The flow cytometry results confirmed that isolated BMMSCs were homogenously positive for MSC markers: CD44 and CD90 (Fig. 2A, B), but negative for the endothelial cell marker CD31 (Fig. 2C) and the hematopoietic marker CD34 (Fig. 2D). In differentiation assays of BMMSCs, the Alizarin red staining demonstrated that mineralized nodules formed after 4 weeks of the osteogenic induction; intracellular Oil red O-stained lipid-rich vacuoles appeared after 2 weeks of the adipogenic induction; sulfated glycosaminoglycan matrix depositions were observed when stained by Safranin-O/fast green after the chondrogenic induction. In contrast, isolated skin fibroblasts did not show these trilineage differentiation abilities (data not shown).

Figure 2.

Immunophenotypic characterization of rat mesenchymal stem cells. (A, B) Flow cytometry analysis results confirmed that isolated BMMSCs were positive for mesenchymal stem cell markers CD44 and CD90. (C) Cells were negative for endothelial cell marker CD31. (D) Cells were negative for hematopoietic marker CD34.

Radiographic Analysis

As shown in the serial radiographs (Fig. 3A), the gaps at fracture sites gradually decreased with the fracture healing process during weekly X-ray follow-up. After 4 weeks following the injections, smaller fracture gaps were found in MSC injection groups (MSC systemic and MSC local), compared to the controls (PBS control and fibroblast control).

Figure 3.

Radiograph, micro-CT, and four-point bending mechanical testing results. (A) Series of representative lateral radiographic pictures among four groups at five different time points (injection days 1, 2, 3, and 4 weeks following the fracture) showed that MSC injection groups (MSC-sys and MSC-loc) had smaller fracture gaps than controls (PBS and fibroblast). (B) The mean callus width of fractured femurs in MSC injection groups was significantly larger than controls. (C) Four representative 3D reconstruction images of the fractured bone by micro-CT from each group showed that fracture gaps were smaller in MSC injection groups compared to the control groups. (D) The micro-CT analysis data showed that BV/TV in MSC injection groups was significantly higher than that in the control groups. (E) The overall BMD at the fracture sites did not show significant difference among the four groups (p > 0.05). Four-point bending mechanical testing results showed that ultimate load to failure (F) and E-modulus (G) in the MSC-Sys and MSC-loc injection group were all significantly higher than those in the PBS control group and the fibroblast group. (H) Energy absorbed to failure in the MSC-loc injection group was significantly higher than that of the PBS control group and the fibroblast group.
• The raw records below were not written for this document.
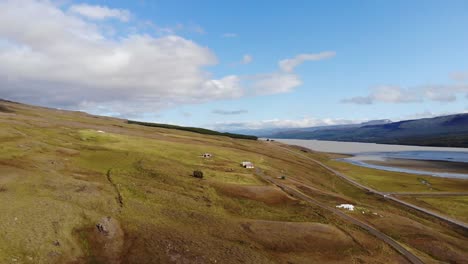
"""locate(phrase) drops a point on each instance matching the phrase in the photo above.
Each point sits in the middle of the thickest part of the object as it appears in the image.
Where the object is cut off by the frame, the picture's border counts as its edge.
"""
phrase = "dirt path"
(454, 222)
(297, 194)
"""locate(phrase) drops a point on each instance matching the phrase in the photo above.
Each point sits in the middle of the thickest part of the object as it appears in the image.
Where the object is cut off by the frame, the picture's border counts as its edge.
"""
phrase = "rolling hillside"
(447, 131)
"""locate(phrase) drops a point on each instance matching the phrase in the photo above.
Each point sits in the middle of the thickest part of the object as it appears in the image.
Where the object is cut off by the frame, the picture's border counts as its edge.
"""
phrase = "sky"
(231, 65)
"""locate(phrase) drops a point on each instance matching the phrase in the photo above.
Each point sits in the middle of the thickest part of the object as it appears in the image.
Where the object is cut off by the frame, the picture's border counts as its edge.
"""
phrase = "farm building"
(247, 164)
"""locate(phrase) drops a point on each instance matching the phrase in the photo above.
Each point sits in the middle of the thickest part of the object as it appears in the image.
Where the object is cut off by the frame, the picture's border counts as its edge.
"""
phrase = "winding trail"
(297, 194)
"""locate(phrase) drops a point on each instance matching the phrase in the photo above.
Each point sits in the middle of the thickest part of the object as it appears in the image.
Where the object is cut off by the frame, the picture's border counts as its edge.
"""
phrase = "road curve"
(457, 223)
(297, 194)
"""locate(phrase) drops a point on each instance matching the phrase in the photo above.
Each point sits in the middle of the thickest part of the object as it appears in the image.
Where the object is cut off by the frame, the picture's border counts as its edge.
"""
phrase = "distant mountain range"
(449, 131)
(288, 132)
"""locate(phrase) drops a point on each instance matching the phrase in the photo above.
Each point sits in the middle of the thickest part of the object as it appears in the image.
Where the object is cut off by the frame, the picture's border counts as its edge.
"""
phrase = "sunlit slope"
(76, 188)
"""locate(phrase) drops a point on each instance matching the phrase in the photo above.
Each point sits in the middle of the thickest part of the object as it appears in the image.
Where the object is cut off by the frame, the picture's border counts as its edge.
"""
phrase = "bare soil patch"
(297, 236)
(267, 194)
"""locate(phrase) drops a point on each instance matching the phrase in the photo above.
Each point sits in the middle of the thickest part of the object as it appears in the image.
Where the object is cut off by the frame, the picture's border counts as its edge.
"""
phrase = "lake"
(439, 161)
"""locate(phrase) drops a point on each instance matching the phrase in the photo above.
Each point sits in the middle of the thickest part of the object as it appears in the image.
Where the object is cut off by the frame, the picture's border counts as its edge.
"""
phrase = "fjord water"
(364, 152)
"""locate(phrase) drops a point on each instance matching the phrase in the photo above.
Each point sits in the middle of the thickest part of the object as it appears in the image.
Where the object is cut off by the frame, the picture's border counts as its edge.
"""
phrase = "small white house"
(349, 207)
(247, 165)
(207, 155)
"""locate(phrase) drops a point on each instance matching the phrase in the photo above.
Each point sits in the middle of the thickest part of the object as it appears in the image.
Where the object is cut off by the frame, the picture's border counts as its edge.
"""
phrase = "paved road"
(297, 194)
(383, 194)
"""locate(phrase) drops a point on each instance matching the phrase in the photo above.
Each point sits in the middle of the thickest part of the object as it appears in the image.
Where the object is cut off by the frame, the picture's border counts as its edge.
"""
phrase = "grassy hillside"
(77, 188)
(194, 129)
(447, 131)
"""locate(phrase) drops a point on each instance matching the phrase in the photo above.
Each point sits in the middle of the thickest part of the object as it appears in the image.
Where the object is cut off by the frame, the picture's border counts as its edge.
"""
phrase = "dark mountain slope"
(450, 131)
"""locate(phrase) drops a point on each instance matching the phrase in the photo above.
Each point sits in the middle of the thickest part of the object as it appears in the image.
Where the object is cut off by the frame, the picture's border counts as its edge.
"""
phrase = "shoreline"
(423, 165)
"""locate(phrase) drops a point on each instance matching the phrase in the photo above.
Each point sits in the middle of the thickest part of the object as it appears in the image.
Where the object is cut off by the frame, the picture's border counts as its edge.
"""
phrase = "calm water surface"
(363, 152)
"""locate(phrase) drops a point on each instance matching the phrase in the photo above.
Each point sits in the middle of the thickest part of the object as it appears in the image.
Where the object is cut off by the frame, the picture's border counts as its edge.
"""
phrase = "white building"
(247, 165)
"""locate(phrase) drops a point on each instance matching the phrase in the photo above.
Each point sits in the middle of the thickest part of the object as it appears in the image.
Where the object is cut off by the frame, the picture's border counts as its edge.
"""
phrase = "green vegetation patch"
(194, 129)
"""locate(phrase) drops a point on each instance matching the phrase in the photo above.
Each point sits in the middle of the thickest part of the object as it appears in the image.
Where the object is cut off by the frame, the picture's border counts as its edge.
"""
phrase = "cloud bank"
(227, 112)
(396, 94)
(72, 57)
(100, 12)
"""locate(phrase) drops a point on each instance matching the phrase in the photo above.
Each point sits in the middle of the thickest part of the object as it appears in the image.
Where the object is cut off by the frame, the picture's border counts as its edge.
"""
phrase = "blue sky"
(386, 59)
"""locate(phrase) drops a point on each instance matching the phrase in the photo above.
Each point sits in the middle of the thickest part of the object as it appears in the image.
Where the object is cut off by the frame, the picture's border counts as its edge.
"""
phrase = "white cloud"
(288, 65)
(396, 94)
(229, 35)
(229, 112)
(246, 59)
(52, 57)
(68, 59)
(97, 12)
(460, 76)
(274, 83)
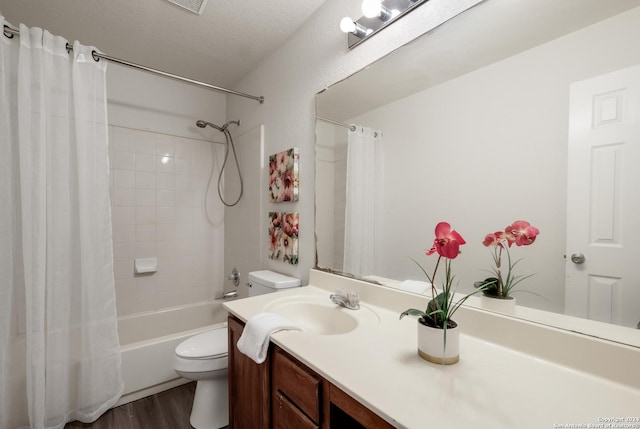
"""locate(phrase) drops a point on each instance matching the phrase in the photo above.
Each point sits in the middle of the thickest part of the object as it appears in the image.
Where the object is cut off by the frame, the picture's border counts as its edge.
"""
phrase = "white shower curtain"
(57, 294)
(364, 176)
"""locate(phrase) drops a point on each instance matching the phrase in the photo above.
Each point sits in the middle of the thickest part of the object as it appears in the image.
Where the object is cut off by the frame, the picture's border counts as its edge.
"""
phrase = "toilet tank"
(265, 281)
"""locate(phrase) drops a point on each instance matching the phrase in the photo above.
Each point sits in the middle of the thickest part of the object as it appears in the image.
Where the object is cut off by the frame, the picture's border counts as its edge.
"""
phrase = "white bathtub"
(148, 341)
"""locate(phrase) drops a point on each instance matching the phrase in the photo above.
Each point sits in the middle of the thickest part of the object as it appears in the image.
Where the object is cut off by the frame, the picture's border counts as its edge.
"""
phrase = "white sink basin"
(320, 316)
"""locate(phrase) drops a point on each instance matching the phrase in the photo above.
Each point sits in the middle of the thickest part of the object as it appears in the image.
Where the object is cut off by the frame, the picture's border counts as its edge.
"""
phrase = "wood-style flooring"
(166, 410)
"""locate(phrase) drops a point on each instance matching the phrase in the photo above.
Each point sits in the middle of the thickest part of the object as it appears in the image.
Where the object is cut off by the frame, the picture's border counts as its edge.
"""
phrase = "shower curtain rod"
(341, 124)
(10, 32)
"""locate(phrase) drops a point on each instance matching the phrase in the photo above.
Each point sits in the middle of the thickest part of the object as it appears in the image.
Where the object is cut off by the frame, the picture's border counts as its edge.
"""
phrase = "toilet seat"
(202, 353)
(208, 345)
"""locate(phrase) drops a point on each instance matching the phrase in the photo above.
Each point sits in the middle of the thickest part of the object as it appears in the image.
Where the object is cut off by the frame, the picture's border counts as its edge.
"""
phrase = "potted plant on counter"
(438, 333)
(496, 290)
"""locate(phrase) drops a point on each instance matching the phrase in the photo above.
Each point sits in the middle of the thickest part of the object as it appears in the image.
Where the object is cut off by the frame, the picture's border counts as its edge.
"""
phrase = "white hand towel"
(254, 340)
(415, 286)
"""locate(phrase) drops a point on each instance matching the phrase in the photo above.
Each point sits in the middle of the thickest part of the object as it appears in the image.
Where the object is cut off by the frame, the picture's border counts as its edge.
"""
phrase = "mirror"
(476, 124)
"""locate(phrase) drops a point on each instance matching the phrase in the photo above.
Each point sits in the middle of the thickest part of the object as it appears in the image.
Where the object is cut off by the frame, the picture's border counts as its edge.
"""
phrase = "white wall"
(157, 207)
(315, 57)
(436, 146)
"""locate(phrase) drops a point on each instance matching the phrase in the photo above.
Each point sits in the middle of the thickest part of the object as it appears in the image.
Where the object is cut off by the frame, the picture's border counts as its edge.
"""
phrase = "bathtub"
(148, 341)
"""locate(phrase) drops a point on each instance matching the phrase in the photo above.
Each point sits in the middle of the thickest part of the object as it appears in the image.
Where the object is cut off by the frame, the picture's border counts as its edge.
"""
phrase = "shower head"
(202, 124)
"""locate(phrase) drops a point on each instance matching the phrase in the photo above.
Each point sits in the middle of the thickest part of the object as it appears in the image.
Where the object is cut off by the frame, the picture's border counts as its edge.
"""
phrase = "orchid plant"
(441, 307)
(522, 233)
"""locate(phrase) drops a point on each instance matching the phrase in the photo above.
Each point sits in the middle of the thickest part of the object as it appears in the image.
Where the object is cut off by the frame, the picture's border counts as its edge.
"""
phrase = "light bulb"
(347, 25)
(371, 8)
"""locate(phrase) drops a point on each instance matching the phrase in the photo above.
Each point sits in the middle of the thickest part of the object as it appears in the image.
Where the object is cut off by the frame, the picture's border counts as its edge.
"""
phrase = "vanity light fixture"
(377, 15)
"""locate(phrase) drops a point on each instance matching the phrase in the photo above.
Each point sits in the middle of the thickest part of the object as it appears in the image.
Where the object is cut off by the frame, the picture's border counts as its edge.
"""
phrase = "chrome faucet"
(351, 300)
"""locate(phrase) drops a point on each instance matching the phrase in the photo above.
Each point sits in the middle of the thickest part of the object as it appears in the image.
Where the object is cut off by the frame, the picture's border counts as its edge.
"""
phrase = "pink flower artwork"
(283, 176)
(283, 237)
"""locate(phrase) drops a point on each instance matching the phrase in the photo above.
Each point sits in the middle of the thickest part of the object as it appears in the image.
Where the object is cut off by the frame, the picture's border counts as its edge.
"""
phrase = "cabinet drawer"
(297, 383)
(287, 416)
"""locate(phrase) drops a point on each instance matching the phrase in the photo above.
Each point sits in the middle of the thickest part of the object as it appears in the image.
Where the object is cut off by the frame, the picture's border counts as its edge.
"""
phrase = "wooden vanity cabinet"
(296, 393)
(249, 385)
(283, 393)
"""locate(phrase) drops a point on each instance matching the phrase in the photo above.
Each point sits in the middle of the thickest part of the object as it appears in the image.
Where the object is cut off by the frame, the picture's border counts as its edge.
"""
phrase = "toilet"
(204, 359)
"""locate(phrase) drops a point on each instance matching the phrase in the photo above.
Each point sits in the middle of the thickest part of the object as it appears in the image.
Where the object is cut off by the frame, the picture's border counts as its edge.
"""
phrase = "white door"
(603, 199)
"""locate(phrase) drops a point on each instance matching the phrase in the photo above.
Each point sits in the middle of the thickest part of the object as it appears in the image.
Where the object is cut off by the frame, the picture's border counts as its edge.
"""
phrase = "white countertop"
(492, 386)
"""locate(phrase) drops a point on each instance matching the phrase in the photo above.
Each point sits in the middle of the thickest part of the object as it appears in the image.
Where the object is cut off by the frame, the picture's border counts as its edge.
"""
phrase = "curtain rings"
(7, 32)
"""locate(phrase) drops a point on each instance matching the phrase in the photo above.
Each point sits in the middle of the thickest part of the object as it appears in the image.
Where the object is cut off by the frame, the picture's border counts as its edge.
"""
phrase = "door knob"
(577, 258)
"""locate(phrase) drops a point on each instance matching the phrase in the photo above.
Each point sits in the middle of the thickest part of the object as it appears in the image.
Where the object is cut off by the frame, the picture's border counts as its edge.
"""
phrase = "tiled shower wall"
(157, 199)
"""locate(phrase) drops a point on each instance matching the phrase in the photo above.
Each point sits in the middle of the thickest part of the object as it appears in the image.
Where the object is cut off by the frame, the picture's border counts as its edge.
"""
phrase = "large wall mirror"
(513, 110)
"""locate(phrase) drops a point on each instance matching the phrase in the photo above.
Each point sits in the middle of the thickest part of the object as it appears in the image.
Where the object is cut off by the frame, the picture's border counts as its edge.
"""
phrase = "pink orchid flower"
(523, 233)
(447, 242)
(494, 239)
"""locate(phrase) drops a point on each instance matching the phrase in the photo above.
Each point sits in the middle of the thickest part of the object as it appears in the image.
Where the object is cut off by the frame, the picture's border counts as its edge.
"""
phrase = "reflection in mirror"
(512, 110)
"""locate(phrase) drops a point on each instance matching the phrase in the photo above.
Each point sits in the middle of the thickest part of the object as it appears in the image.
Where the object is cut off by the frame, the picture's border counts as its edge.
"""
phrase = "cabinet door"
(347, 412)
(249, 388)
(297, 382)
(288, 416)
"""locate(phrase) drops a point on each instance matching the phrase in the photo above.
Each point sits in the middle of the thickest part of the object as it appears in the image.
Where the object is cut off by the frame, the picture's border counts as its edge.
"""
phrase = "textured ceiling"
(489, 32)
(219, 47)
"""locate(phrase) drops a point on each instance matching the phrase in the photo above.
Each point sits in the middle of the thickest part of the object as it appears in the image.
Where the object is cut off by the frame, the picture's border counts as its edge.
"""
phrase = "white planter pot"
(499, 305)
(432, 347)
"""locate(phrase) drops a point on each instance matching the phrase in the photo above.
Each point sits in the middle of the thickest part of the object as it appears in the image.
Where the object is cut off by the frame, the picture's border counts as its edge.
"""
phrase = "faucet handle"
(354, 299)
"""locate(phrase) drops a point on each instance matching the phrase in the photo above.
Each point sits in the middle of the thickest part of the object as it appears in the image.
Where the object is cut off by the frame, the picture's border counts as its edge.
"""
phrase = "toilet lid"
(206, 345)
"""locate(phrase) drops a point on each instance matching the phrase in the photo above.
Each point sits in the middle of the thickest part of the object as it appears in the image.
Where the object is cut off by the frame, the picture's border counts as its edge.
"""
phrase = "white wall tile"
(145, 162)
(146, 233)
(124, 178)
(123, 160)
(145, 215)
(145, 197)
(156, 211)
(145, 180)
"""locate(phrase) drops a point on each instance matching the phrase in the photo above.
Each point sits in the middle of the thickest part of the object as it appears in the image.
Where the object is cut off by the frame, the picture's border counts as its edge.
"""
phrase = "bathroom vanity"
(282, 392)
(359, 368)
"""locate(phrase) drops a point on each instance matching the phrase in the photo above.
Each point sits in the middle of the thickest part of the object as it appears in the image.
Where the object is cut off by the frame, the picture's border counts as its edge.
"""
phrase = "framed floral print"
(283, 176)
(283, 237)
Overall, in all tests, there was no significant difference between MSC-Sys and MSC-loc group, the PBS, and the fibroblast group.

Quantitative analysis showed that the mean callus width of fractured femurs in the MSC systemic injection group was significantly larger than that of the PBS control group (p=0.038) and the fibroblast injection group (p=0.029); the MSC local injection group was also significantly larger than that of the PBS control group (p=0.019) and the fibroblast control group (p=0.015). There was no significant difference between the MSC systemic and the local injection groups (p=0.991). There was no significant difference between the PBS and fibroblast control groups (p=0.999) (Fig. 3B).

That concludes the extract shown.